Their ambition, their defiance of their fate, of their world's fate, inspired us. We built our own starships, with all the wealth and knowledge we had inherited and grown upon. Their ships were slower than light. Ours were faster than light: we'd had the inspiration. They had been so close, oh so close, and yet...not made the leap before The End.

We leapt outwards. We quested to the stars. Life was present, but little was compatible. Bad biochemistries. Terrible conditions. We loved them all the same. Here was life, not as we knew it, scattered across thousands of worlds within a thousand light years. We quested. We searched. We yearned to know if there might be another world with intelligence, once that had survived its childhood and grown into something mature and resilient like we had.

Then, much to our shock, one hundred years after we had begun questing amongst the stars, two hundred since The Flame had swept the world, radio tickled earth. It was patchy at best, but seemed to have data and structure. It was not decipherable, even by our greatest machine minds, but our most insightful citizens.

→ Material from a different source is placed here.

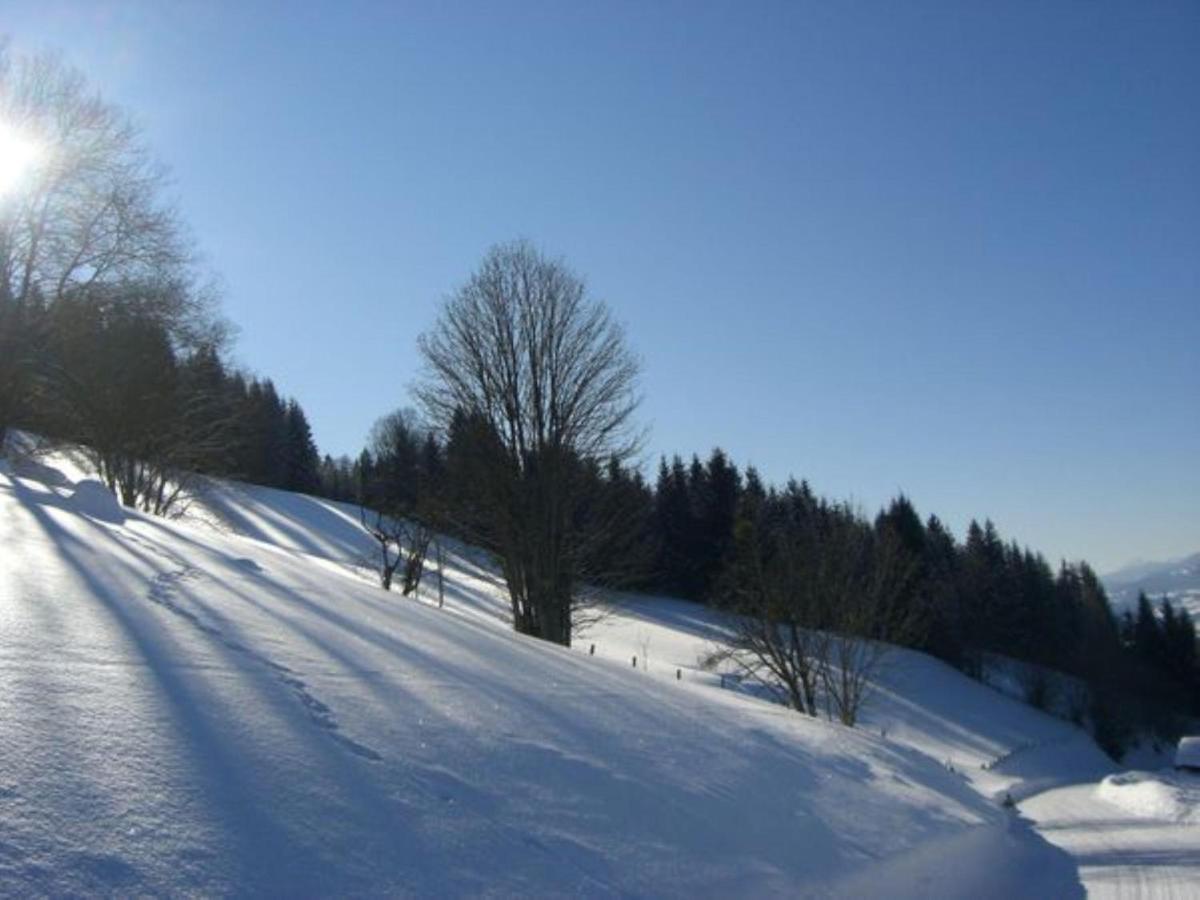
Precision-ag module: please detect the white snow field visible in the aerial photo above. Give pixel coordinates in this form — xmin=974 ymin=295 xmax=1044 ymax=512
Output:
xmin=0 ymin=460 xmax=1200 ymax=898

We shot through the heavens to triangulate the origin of the signals. We leapt and swooped through the gases and dust of the interstellar medium. Triangulate we did. 150 light years from Earth! At a small g dwarf that had been obscured by another star, an oddity of interstellar geometry, and there, circling around every 500 days, a life bearing world and the radio noise of sentience.

We rejoiced! We celebrated! We made ready.

It would a peaceful expedition. We sent a dozen ships, one from each of our reborn polities. All equal. All participatory. All peaceful. All excited.

We appeared above their world. We were shocked. It could not be. Our embassy ship spiraled down to the surface and landed. We were perplexed. And if we were perplexed, they were more so.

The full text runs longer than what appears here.